Simona Pellino (FILM)
“Imprigionato tra le maglie di un'angoscia esistenziale che ha le sue radici nella stessa ambivalenza dell'animo umano, condannato al dubbio, quale unica cartesiana certezza in grado di orientare il proprio sguardo, e rassegnato a vivere in uno stato di equilibrio tra la morale degli uomini e i precetti della legge divina, Nurettin è un personaggio tragicamente moderno, come lo era l'Antigone sofoclea: una figura toccante, che nella sua lacerazione interiore incarna a pie- no il dolore di un umanità che non ha ne luogo ne tempo. Curato nei minimi dettagli ma privo di ogni calligrafismo, il film di Alberto Rondalli è un'opera problematica, quasi un filosofico di kierkegaardiana memoria, in cui si assiste alla lenta ma inesorabile presa di coscienza di un uomo, che, posto più volte dinnanzi al bivio della scelta (dimenticare o ricordare, restare o fuggire, credere o non credere), vede crollare intorno a se le fragili architetture dell'etica e della religione. Rondalli restituisce con pienezza figurativa e sintattica il senso di disperazione del suo personaggio. Nurettin, nella sua ricerca verso la verità compie un faticoso viaggio spirituale che procede per tappe, quasi come in una rappresentazione teatrale medievale, un viaggio senza ritorno alla fine del quale giunge alla consapevolezza della sua inalienabile malattia mortale. Per conoscere se stesso e rivelarsi in tutte le sue contraddizioni, il derviscio ha bisogno del dialogo e del confronto con l'altro. In questo contesto, il Magistrato, Hasan, il padre, Jusuf e soprattutto Isaac (che egli incontra sempre nell'oscurità, quasi come fosse una proiezione del suo ego) non sono altri che interlocutori necessari, specchi frapposti tra lui e il mondo.
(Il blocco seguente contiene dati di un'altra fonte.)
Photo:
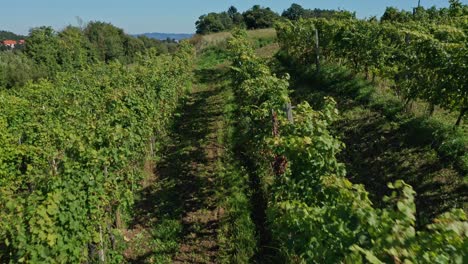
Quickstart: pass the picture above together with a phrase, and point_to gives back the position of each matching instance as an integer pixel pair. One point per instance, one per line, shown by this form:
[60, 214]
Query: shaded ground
[379, 150]
[178, 215]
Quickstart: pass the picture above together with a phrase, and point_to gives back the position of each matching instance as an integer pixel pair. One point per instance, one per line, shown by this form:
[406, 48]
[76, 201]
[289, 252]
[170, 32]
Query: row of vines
[72, 151]
[314, 214]
[425, 61]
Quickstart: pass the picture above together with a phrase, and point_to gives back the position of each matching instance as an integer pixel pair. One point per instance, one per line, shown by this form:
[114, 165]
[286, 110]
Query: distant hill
[164, 36]
[9, 35]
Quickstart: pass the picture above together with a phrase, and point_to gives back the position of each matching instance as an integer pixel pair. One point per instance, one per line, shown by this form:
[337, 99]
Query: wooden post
[288, 109]
[102, 256]
[317, 51]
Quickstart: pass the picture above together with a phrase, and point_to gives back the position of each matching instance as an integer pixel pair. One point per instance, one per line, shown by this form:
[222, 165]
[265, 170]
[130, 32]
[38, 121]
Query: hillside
[9, 35]
[164, 36]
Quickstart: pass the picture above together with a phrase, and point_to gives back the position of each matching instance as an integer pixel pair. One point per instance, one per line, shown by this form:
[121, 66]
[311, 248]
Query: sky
[169, 16]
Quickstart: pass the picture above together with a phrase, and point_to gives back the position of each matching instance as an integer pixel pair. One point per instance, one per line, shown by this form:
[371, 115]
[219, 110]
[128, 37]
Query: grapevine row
[314, 214]
[424, 61]
[71, 153]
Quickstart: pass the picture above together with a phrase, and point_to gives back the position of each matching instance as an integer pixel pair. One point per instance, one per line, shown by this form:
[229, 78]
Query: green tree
[259, 17]
[75, 49]
[209, 23]
[43, 47]
[294, 12]
[107, 39]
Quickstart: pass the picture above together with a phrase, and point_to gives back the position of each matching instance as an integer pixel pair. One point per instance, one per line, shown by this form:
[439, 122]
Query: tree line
[258, 17]
[47, 51]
Colto nelle sue espressioni più vivide, simile a un Cristo nato per soffrire sulla croce della propria impotenza, Nurettin ha sempre il volto inquadrato a metà, tra luce e ombra, e il corpo perennemente circoscritto da elementi che sottolineano la presenza immanente di una gabbia al contempo reale e immaginaria. Mura, cancelli, sbarre, finestre alte e strette, porte che si chiudono al suo passaggio. Sono poche le immagini riprese in esterno, ma quelle esistenti non sono meno drammatiche, perche è proprio attraverso questi squarci tra la vastità terribile del deserto che Rondalli esprime, con tutta la sua forza, l'emblematicità di un luogo infinito, dalle infinite possibilità nullificanti, oltre il quale c'è solo silenzio e morte.”

CINEMA SESSANTA (S. C.)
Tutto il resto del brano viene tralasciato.